Hopcroft's Algorithm is a DFA Minimization Algorithm that is known to have an asymptotic linearithmic time complexity. This project is an attempt to correctly implement a modified version of the algorithm whose complexity is approximately the same, for multi-core systems.
I used OpenMP for parallelizing and I targetted the GHC machines for benchmarking. map and partition were, in some cases, run in parallel across the available cores, and in the average case each instance of Seq was run in sequential, but they were all run at the same time. This is, of course, a change in the original algorithm, and it no longer meets the worst-case complexity bound, but this does not affect the average-case complexity.
The most helpful optimization was in compressing as much as possible and then vectorizing it. First was the change from boolean arrays to bitvectors. Then, by vectorizing, I don't mean using SIMD, but rather, using 64-bit values which support very efficient operations like counting the number of '1's (popcnt), taking the complement (~), partition (&, ^), and even computing union (|). Perhaps an implementation using SIMD could help even more, but it seems that 4 popcnts are significantly faster than any avx instruction for counting the number of bits, and in addition, SIMD wouldn't support atomic (|).
Another helpful optimization was to interleaving the loading of cache lines. This property is controlled by CACELINE, in Config.h.

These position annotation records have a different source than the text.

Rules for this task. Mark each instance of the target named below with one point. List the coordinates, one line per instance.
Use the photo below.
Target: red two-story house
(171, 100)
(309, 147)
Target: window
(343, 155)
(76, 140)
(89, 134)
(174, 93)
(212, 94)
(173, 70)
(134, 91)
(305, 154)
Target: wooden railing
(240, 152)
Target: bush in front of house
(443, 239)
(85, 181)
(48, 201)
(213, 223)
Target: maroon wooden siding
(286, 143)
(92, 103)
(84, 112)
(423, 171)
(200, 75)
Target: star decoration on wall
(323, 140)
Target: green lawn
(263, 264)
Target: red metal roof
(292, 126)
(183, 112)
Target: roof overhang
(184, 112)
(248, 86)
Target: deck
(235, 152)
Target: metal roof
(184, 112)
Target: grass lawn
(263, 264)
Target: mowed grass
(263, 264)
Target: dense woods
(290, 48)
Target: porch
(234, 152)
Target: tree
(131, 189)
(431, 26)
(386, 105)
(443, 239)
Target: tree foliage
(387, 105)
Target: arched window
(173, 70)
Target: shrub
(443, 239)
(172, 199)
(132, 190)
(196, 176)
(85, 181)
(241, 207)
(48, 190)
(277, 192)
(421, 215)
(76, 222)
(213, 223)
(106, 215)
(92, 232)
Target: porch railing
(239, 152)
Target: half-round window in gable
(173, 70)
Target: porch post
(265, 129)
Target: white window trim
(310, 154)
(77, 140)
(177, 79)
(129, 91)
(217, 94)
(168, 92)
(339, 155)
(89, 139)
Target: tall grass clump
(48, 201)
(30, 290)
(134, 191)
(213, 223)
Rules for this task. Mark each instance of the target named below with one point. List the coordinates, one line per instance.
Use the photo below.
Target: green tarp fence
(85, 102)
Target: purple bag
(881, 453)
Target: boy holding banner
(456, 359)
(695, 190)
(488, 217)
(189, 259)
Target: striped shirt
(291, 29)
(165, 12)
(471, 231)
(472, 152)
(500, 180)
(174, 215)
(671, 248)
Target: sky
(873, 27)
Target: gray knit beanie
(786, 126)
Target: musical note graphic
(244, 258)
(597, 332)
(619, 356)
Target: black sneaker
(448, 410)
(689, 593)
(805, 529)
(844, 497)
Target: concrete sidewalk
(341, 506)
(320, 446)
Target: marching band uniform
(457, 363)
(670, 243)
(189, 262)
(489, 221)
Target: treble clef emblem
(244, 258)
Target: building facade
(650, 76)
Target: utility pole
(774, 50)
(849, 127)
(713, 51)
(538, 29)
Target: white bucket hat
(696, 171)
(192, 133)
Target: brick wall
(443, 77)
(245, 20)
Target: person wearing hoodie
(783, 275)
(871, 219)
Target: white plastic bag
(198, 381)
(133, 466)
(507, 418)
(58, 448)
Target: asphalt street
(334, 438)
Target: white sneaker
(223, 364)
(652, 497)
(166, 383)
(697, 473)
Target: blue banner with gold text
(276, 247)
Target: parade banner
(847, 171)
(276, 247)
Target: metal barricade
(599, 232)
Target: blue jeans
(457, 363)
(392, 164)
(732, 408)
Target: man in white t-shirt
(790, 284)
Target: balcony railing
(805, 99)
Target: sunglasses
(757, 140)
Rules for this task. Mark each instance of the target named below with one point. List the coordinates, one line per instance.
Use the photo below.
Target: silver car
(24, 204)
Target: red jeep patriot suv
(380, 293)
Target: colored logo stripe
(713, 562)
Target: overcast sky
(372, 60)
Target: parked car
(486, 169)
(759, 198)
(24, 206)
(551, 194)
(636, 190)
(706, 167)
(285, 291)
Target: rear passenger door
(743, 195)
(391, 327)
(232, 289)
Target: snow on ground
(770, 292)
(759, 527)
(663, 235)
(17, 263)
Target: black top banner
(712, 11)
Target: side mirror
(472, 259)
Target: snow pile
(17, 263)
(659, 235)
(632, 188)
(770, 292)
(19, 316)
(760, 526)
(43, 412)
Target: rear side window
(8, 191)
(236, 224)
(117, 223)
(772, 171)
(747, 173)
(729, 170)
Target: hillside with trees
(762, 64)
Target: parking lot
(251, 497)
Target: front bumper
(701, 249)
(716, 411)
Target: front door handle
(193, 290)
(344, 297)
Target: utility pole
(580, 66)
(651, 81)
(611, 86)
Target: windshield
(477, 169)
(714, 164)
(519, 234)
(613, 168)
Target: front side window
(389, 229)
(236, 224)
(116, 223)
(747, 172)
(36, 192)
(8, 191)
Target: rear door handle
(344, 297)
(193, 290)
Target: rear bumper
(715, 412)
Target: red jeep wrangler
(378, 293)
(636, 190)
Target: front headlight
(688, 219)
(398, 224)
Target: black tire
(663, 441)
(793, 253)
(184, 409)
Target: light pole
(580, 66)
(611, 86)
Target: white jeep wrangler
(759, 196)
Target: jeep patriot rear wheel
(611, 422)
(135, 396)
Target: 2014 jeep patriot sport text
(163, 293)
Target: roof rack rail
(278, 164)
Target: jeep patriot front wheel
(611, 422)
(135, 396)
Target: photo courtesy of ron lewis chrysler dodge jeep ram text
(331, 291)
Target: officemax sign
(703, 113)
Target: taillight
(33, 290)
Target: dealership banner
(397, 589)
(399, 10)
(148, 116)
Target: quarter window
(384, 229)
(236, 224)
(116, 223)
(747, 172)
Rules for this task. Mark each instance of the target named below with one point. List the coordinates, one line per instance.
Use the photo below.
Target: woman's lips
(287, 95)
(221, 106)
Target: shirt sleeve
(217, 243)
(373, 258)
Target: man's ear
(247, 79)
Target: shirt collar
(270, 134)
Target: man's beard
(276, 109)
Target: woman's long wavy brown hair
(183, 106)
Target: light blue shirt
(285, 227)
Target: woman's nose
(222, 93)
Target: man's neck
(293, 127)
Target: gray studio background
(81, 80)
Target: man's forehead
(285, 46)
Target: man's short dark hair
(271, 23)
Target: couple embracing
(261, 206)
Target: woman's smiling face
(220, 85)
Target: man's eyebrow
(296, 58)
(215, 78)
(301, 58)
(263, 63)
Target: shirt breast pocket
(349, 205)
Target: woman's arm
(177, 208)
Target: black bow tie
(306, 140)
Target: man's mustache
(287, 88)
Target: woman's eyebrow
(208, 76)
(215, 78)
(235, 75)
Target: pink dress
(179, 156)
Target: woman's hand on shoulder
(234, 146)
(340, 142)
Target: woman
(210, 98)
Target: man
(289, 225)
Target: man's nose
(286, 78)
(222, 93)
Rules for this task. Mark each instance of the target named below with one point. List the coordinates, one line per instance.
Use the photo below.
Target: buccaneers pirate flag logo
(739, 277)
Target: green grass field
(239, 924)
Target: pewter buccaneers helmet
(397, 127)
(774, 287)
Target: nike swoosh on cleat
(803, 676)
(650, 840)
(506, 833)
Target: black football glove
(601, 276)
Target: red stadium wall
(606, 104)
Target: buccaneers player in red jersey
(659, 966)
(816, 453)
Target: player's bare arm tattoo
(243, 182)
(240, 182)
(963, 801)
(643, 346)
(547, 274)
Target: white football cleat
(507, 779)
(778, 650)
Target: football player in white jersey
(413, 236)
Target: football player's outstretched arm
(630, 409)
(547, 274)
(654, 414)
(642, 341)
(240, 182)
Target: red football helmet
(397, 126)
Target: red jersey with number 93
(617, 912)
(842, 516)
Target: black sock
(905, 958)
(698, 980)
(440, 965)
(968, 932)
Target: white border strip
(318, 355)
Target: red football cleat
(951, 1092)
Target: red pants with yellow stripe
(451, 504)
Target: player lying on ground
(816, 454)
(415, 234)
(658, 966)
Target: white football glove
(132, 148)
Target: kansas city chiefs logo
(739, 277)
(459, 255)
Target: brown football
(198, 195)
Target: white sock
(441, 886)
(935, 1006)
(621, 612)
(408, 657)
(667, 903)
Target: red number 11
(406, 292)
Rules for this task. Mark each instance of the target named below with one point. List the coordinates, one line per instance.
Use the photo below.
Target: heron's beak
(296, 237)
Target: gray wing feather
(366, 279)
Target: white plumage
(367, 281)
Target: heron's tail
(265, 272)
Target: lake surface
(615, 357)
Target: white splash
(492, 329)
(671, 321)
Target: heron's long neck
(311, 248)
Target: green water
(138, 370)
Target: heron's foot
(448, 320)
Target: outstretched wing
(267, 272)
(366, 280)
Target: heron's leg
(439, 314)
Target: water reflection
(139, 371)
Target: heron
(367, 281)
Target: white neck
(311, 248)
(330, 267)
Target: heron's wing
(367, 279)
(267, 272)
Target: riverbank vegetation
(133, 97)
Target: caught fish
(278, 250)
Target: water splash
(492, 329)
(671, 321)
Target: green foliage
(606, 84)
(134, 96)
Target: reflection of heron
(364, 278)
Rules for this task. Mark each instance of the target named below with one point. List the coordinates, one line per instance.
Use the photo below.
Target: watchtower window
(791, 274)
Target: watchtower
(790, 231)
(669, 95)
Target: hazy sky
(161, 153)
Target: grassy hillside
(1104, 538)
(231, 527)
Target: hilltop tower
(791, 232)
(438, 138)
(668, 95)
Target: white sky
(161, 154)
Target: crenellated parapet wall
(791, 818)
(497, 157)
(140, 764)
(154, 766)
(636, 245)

The only other thing that helped was to solve the problem of having a lot of divergence by, rather than using a dynamic scheduling, use interleaved static scheduling. This is because the overhead of using a truely dynamic scheduling was simply too high, and while there is expected to be a lot of divergence, there is not ALWAYS divergence, and in the cases that it isn't, the cost is too high. Other things, like basing the static scheduling on the size of the cache line, also helped to some degree, especially when the number of threads was small.
The result of all of these optimizations were not just for the speedup, but even compared to the original algorithm, the new implementation became almost 3x as fast, but because it's less work-efficient, in some tests (well only 1 really, the one that cannot be minimized), it became worse.
I did not start from an existing code-base. Pseudocode for the original algorithm is available on Wikipedia.
Speedup is the measure of performance I was using while optimizing my algorithm.
The experimental setup included a set of pre-determined DFA topologies that is fairly easy to speedup, some pseudo-randomly generated DFAs, and two powerset automata. The pre-determined set and the powerset automata were used for both testing and benchmarking, while the randomly generated ones, of course, were used only for benchmarking. The size of the inputs for benchmarking were as large as possible without taking forever to complete the benchmarks. The baseline comparison is the same implementation with the number of threads set to 1.
The number of nodes is not the only thing that changes between inputs, but also the topology, so it is hard to quantify the results solely based on the problem size. However, it is certainly the case that, the speedup increases greatly depending on the size of the input, given that it can complete that problem in a short amount of time.
As I have already mentioned in the approach, the biggest problems were bandwidth, divergence, and while the existence of dependencies is also a limit to the speedup, it is not a limit that can be overcome with this algorithm, no matter the implementation. I can't provide exact evidence for each of these separately, but checkingout older revisions of the git repo (or alternatively, looking at the difference in results table shown below), both offer evidence that the fixes made really did improve the speedup. There is evidence for bandwidth: If you modify CACHELINE to something larger, the program becomes slower, as a result of loading lines from DRAM from vastly different locations, meaning that it's very likely that the problem is bandwidth-bound. And since the fixes involved reducing dependencies and reducing bandwidth, surely these are both major problems that limited the speedup of the program.
I manually added a number of debug statements that measure the amount of time a certain block of code takes, and then at the end, it makes a histogram, and outputs it (see FINETUNING in Config.h). Using these results, I was able to identify the blocks of code that get WORSE when the number of threads grows large (usually, this is a result of bandwidth and cache limits), and using this information, I was able to optimize. The statements are still left in the code but only enabled by the above parameter. There are still a lot of dependencies, so unless the problem size is increased, there will be a point after which using more cores does not help. There is still a lot of room to improve, in the most obvious places: the map and partition. Neither of these achieve a perfect speedup as a result of the bandwidth requirements.
Perhaps using a GPU would have been superior to using a CPU because bandwidth is certainly the limiting the factor, but at the same time, if a GPU implementation was chosen, perhaps the resulting divergence would not have been so good either, and certainly a large amount of synchronization would be required regardless.
Speedups as a Table
|Structured with Sink||2||1.00||2.09||3.44||3.47|
|Structured Cycle with Sink||2||1.00||1.75||3.06||3.23|
|Structured with Sink||2||1.00||1.42||1.83||2.09|
|Structured Cycle with Sink||2||1.00||1.36||1.58||1.82|
Note that the topology of the benchmarking automata vary, but the strongest correlation seems to be in the number of symbols.